During their journey, students get a deeper understanding of how indigenous Peruvians live and interact with the country's rich natural world, and how the government does or does not manage this resource.

It makes sense that Peruvian students interested in biology, conservation and ecology study the ecosystems in their own country, Ruestra said. And it makes sense that more Americans do, too.

“The world is getting smaller all of the time, and borders between countries are falling,” Ruestra said. “It is important for people in other regions and other parts of the world to have knowledge and opinions regarding how all these life forms interact, because we are all interconnected.

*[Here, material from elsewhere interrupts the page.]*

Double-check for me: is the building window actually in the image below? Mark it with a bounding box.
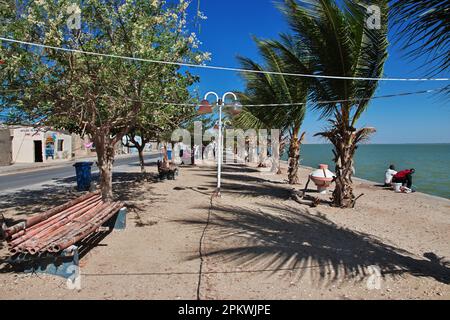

“We have learned, for example, that it really doesn't make any sense to save bird habitat in Alaska, when those bird populations migrate to the tropics, without doing the same habitat protection work in the tropics.”

While conservation efforts are filled with gloomy stories, such as the at-risk mahogany trees, there are success stories in Peru that energize hope and serve, perhaps, as success models for other countries, Greene said.

The wild vicuna, a small llamalike creature that lives in the Andes and was hunted to near extinction in the 1960s, has made a vibrant comeback because the communities that need the animal for meat and wool have learned how to manage the wild populations, Ruestra said.

Same is true for the story of the side-neck turtle and the paiche tropical freshwater fish. Hunted to the point of endangerment, communities that live in and around these creatures have been educated on the finer points of management and selective harvest, and now those populations are bouncing back.

The success stories enrich human and animal populations alike; we all benefit from thoughtful, well-researched conservation efforts, Ruestra said.

“Conservation is a slow, long process,” he said. “But it is also very fragile work that needs to be monitored. It is necessary for people of different regions to know about all of these efforts, and to ask - or demand - that they are being monitored and tended to.”